Another sign of saturation would be that block by DGG is greater in low-release conditions. To test this, we quantified the effect of DGG and NBQX in different Cae by calculating the EPSC amplitudes in drug relative to control (Fig. 3G). NBQX decreased the EPSC amplitude similarly across all conditions, but DGG decreased the EPSC amplitude more at lower Cae. These results are consistent with DGG, but not NBQX, relieving saturation at the endbulb. This suggests that part of the effects of DGG we observed in Fig. 2 are likely to result from saturation. The existence of saturation complicates the study of desensitization using DGG at the endbulb because these two postsynaptic processes have opposite effects on the PPR. Therefore separating the effect of DGG on saturation would be an important step to better understand whether there is desensitization at the endbulb.

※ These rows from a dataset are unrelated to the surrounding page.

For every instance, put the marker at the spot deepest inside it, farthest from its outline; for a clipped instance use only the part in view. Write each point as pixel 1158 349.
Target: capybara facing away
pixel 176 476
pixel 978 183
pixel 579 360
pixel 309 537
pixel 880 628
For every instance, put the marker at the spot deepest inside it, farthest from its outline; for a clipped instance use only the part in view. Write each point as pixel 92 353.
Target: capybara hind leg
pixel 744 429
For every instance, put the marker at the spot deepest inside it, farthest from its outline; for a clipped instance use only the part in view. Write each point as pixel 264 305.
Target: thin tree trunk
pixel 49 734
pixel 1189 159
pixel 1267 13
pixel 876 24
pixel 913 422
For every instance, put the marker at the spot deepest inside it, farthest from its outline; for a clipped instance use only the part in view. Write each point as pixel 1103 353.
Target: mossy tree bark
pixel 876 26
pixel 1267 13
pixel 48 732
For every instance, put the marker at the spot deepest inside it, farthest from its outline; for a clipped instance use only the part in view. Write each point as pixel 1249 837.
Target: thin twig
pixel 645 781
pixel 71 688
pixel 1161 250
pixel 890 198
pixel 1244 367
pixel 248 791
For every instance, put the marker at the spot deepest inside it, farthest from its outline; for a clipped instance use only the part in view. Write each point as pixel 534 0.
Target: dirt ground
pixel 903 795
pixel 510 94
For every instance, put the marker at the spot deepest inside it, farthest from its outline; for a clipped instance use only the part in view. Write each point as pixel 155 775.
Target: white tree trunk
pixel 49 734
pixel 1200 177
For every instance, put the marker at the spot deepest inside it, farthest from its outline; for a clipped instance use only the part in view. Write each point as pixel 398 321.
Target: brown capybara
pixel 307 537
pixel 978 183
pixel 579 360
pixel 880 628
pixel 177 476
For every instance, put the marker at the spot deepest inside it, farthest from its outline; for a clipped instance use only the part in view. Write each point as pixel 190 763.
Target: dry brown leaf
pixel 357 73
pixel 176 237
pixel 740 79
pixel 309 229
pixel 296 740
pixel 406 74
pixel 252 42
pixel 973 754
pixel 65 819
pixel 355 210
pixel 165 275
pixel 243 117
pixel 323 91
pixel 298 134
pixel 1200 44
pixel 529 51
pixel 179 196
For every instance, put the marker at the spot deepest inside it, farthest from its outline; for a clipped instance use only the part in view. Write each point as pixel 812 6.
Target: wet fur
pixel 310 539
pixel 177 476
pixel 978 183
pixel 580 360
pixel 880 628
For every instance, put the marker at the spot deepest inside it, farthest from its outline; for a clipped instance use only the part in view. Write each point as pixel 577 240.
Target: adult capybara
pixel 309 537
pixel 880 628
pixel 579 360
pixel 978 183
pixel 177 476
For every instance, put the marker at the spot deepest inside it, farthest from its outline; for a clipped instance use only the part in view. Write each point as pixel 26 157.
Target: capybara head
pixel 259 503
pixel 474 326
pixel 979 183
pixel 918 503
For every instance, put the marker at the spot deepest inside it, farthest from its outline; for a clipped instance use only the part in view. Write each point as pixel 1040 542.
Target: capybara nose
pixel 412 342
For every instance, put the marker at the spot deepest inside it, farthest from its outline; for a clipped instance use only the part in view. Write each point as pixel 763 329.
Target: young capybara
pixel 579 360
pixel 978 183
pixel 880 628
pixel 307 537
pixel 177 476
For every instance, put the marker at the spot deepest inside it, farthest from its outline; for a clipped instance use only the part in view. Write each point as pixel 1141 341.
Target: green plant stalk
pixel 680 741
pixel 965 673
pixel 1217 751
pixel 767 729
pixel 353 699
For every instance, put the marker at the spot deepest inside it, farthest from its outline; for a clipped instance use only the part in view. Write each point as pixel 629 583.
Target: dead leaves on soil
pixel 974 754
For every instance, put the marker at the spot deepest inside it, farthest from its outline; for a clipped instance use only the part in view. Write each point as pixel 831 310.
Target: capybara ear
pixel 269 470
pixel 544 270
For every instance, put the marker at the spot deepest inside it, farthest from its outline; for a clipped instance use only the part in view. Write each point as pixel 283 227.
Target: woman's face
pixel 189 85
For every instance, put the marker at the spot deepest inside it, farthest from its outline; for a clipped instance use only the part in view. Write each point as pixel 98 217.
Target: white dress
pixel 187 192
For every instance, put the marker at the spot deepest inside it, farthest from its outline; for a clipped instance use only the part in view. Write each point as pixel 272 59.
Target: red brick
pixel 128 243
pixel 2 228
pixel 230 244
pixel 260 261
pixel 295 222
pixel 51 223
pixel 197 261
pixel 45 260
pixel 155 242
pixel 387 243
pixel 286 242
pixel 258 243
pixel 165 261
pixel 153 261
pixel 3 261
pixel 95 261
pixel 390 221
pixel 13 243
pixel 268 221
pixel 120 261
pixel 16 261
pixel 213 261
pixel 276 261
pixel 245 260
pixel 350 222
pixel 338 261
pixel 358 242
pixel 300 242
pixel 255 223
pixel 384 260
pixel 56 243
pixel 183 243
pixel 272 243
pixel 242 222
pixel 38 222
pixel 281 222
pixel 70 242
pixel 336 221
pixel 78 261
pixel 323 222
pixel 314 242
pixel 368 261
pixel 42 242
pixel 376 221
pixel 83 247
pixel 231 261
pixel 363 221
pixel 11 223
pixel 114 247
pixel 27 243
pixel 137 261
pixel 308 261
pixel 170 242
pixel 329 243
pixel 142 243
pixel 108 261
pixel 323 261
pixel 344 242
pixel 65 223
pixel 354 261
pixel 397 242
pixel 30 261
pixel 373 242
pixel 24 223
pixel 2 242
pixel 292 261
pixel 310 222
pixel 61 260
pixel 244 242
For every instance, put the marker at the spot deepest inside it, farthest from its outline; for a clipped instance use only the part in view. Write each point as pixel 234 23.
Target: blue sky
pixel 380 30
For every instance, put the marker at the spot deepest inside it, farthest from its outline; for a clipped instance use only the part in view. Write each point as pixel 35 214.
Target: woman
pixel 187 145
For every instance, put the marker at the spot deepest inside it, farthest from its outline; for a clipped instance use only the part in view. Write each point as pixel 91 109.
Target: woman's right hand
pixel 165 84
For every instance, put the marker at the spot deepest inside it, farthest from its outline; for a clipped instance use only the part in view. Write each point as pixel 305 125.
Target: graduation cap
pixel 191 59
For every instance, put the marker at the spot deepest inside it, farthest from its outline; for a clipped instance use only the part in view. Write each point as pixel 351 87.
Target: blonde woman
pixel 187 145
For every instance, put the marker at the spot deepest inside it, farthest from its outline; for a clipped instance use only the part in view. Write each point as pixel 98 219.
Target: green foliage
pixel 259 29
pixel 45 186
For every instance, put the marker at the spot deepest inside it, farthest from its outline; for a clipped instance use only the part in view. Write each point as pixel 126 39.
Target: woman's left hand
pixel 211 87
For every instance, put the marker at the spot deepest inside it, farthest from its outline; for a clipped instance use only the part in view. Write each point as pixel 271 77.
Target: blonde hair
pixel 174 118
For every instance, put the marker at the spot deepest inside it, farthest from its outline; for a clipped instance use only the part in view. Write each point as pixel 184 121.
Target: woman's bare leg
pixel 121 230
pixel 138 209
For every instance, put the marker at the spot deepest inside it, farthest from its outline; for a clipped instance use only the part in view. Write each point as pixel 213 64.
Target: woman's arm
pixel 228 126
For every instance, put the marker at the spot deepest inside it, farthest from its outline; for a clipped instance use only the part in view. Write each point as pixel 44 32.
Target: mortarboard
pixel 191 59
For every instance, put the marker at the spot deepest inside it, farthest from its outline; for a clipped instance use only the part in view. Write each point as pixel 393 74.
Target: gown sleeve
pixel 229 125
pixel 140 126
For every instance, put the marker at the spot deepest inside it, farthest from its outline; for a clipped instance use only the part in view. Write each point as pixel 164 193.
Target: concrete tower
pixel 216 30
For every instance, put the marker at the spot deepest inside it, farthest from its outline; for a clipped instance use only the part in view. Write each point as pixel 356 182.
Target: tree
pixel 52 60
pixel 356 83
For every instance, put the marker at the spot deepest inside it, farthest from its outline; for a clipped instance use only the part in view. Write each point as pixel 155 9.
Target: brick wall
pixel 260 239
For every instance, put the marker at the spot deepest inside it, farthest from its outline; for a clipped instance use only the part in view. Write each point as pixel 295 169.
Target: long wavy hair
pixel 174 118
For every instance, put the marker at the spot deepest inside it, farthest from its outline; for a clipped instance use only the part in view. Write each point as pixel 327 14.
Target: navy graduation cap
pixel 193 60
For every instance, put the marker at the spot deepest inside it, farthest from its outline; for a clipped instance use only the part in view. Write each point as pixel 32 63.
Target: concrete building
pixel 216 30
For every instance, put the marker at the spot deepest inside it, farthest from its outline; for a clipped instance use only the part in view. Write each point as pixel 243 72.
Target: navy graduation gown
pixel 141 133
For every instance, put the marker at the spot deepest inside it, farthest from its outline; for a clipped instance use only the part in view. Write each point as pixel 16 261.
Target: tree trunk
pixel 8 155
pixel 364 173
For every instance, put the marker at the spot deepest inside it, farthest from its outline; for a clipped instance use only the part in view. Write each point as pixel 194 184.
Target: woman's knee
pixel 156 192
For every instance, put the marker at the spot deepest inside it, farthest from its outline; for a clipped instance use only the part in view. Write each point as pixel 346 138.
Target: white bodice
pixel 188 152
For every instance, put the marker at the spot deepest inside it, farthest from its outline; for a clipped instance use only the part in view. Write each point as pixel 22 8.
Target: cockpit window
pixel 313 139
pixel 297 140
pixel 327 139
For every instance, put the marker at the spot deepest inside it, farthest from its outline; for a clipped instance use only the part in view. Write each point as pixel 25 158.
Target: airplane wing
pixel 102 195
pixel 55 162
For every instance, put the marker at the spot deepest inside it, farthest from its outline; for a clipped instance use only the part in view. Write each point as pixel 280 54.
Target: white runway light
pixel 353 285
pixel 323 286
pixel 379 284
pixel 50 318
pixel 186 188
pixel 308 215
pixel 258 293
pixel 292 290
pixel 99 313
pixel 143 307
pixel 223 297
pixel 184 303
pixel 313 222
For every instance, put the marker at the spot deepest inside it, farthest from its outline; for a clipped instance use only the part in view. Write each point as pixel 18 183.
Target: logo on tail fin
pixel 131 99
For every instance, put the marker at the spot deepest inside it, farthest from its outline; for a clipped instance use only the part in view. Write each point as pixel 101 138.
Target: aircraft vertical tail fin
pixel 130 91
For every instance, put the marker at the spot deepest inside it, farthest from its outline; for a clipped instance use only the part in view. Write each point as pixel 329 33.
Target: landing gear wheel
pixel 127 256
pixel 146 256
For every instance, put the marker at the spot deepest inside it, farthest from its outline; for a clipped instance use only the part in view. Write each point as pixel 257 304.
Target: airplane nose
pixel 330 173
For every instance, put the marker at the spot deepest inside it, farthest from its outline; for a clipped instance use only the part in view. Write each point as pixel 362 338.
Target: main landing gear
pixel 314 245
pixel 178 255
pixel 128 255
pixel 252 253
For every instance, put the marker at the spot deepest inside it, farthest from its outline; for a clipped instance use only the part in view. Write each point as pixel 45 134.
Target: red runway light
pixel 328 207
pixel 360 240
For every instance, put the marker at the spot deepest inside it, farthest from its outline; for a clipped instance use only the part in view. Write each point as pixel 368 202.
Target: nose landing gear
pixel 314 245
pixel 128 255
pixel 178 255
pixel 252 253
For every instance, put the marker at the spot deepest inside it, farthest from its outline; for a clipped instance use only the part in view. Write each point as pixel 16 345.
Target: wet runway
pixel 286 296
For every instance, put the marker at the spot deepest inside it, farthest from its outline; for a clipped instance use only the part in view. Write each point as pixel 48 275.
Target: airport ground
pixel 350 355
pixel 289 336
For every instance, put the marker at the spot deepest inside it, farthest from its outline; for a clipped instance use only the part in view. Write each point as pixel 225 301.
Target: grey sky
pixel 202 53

CTZ prevents desensitization in older endbulbs
First, we wanted to test whether desensitization could account for the effects of DGG on PPR at short Δt values. To do this, we applied 50 μM CTZ in 3 Cae. In this series of experiments, the starting EPSC1 amplitude was very similar to the experiments using DGG in Fig. 2 (5.2 ± 2.3 nA for P5–P10, 14.0 ± 1.1 nA for P16–P20, and 10.2 ± 1.7 nA for P36–P40). Application of CTZ significantly prolonged EPSC decay in endbulbs at all ages (P < 0.001, n = 7, Fig. 4A, Table 1).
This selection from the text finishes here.